The heart of this year’s festival will remain the Bakery. Across the road, the local park, Russell Square, will be reborn as the Moon Garden, home to a free open-air festival. However, creative partnerships in 2002 take Artrage out of the comfort zone. The City of Swan will partner a Satellite Festival in Midland (20kms inland from the CBD), coinciding with the UK National Review of Live Art (brought to Australia in collaboration with Brisbane’s Powerhouse, RT 50, p35). Amongst other events, Kate MacMillan will curate Urban Anxiety, bringing together a group of local, national and international artists. It is intended that the exhibition will then travel to each of the participating countries.

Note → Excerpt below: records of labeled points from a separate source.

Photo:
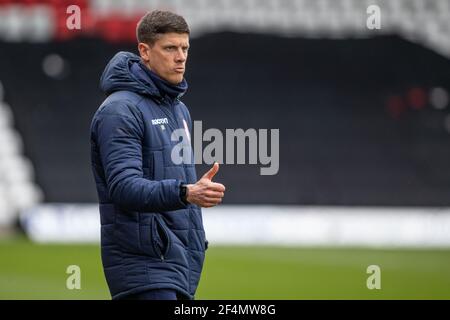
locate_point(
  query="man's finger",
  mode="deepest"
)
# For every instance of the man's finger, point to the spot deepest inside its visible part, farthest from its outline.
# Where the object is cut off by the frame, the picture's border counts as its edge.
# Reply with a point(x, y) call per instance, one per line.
point(212, 172)
point(214, 194)
point(216, 187)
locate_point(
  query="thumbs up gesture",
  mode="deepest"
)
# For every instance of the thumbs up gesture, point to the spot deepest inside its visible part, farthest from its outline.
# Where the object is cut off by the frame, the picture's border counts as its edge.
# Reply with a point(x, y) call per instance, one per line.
point(204, 192)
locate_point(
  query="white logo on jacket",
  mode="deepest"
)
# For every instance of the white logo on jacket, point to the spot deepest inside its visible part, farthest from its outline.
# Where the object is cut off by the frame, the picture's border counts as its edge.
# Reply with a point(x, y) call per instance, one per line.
point(160, 121)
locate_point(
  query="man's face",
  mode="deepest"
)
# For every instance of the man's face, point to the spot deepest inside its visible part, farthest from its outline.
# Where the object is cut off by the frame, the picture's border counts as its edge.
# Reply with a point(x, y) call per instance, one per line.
point(167, 56)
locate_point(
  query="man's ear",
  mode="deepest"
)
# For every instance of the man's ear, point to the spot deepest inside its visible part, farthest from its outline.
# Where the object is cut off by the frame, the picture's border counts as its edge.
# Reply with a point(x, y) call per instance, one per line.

New spaces and places dominate. On the Queen’s Birthday, with partner Perth Zoo, Simon Pericich and Thea Costantino’s cardboard caravan (first seen at PICA’s Hatched 2002) will be placed amongst the card-crunching orangutans, high up on their new architect-designed enclosure. “There is an element of awe-inspiring fantasy here,” says Canning.
He is particularly excited about Artrage’s partnership with Pride. Together they will co-produce a range of events, including a one-day forum, Beyond Border Panic, with activist artist Deborah Kelly. She will also work will 10 local artists to develop new work for projection during the Pride parade.

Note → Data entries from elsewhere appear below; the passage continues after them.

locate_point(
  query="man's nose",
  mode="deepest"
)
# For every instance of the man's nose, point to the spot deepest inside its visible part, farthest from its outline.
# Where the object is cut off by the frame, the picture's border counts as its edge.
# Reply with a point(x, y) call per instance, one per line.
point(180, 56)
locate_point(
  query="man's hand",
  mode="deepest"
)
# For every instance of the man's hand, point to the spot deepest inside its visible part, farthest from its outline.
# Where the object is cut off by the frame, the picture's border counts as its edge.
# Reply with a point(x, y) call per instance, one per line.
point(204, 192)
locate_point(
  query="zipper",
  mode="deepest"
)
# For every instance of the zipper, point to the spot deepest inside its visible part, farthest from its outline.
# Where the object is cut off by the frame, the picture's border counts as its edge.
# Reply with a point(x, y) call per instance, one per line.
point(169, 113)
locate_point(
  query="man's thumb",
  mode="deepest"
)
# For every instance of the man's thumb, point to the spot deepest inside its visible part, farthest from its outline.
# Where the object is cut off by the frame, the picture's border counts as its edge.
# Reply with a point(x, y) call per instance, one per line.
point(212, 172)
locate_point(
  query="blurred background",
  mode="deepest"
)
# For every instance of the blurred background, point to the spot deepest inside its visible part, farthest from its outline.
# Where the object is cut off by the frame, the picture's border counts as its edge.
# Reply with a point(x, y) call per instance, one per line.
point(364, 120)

While Canning is keen to ensure that Artrage 2002 is identified as new and different, he is aware that the tried and true processes of inclusion must continue. This year hopeful artists put forward proposals, as they have done for years. But don’t be surprised to see visitors from planets other than Perth mixing with the locals. “One of the ways to support local work”, says Canning, “is to bring people in, but always to give local people access and methods of engaging with those people.” So while Artrage 2002 will bring national and international artists such as Space Invader (France), Deborah Kelly (NSW) and electronic artists Funkstorung (Germany) to Perth, funding for these events is coming from sources outside those committed to the core support of local artists. “From the outset,” says Canning, “we have tried to look at ways to extend Artrage’s activities, and build on the notion that festivals are a time when the arts find ways to renew themselves in unexpected spaces.”
And don’t expect Artrage to disappear when the 3 weeks is over. Marcus Canning hopes that the festival can use that time to grow and feed local work, through seeding events and bringing mentors on board.
It is an energetic, imaginative and above all, achievable vision that is being articulated by a new director—everyone is looking forward to Artrage, and you can’t do better than that.